Nach seiner Wahl zum Verfassungsrichter im September 2014 erfolgte ein rasanter Aufstieg auf der Karriereleiter. Er wurde im März 2015 zum stellvertretenden Präsidenten des Verfassungsgerichts ernannt, ehe er im November 2016 vom Parlament zum Präsidenten des Verfassungsgerichts gewählt wurde, damals auch mit Stimmen der Opposition. Seine Zeit als Verfassungsgerichtspräsident gilt in Fachkreisen als eine Zeit solider Entscheidungen, völlig frei von politischen Ambitionen. Sulyok erklärte öffentlich immer wieder, in erster Linie ein Jurist zu sein, in den Kategorien des Rechts zu denken und mit politischen Angriffen auch nichts anfangen zu können, die Politik hätte ihn nie interessiert.

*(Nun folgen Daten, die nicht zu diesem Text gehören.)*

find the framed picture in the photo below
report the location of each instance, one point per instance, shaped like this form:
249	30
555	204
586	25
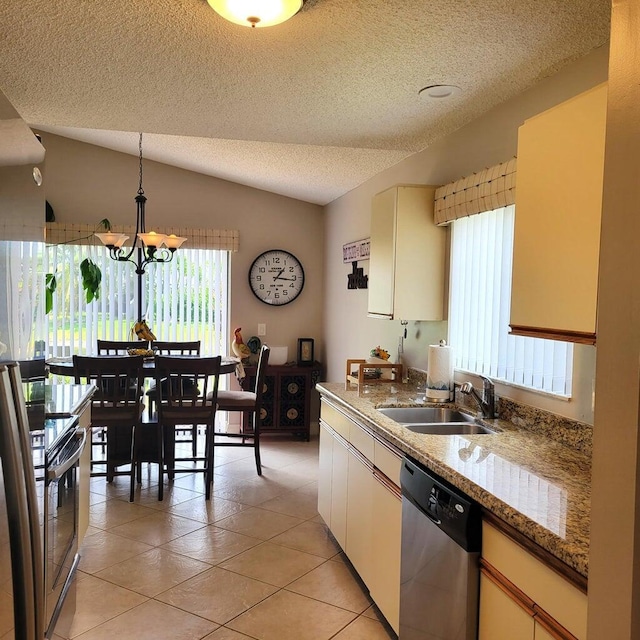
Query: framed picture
305	351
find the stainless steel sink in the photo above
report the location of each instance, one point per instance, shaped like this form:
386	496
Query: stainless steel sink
435	420
450	428
424	415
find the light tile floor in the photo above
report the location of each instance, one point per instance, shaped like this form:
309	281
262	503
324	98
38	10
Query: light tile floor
255	562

Erfahrungen mit dem Kommunismus
Die Familie von Tamás Sulyok begegnete der kommunistischen Machtausübung aus nächster Nähe. Sein Vater musste nach 1945 als Rechtsanwalt ein Jahrzehnt lang pausieren, da ein ehemaliger Prozessgegner aus den dreißiger Jahren nunmehr ein hohes Amt bei den Kommunisten bekleidete und sich so am Anwalt rächte. Die Doktorarbeit verfasste Sulyok dann im Jahr 2013 zur Thematik „Verfassungsrechtliche Stellung der Rechtsanwälte“ – wohl auch eine Hommage an das Schicksal des Vaters und eine Quintessenz aus der eigenen Familiengeschichte. Doch auch Tamás Sulyok selbst erlebte in den achtziger Jahren aus eigener Anschauung, wie sehr der Kommunismus und dessen Ideologie sich des Rechtswesens und der Gesellschaft bemächtigten.
Nach dem Zweiten Juristischen Staatsexamen legte ihm sein Komitatsgerichtspräsident nahe, in die kommunistische Partei des Landes einzutreten, da er andernfalls kein Strafrichter werden könne. Seine verblüffende und lakonische Antwort, dass er nämlich gar kein Strafrichter sein wolle, brachten ihm eine Versetzung in das benachbarte Komitat ein und ein jahrelanges Pendeln zwischen Arbeits- und Wohnort. Doch die Zeit auf dem Land sensibilisierte ihn für die Anliegen und Lebenswirklichkeiten der dortigen, ländlichen Bevölkerung. Diese denkt anders über die Herausforderungen des Lebens. „Hierzu braucht man den Glauben: Was ich heute säe, das werde ich morgen ernten”, so Sulyok.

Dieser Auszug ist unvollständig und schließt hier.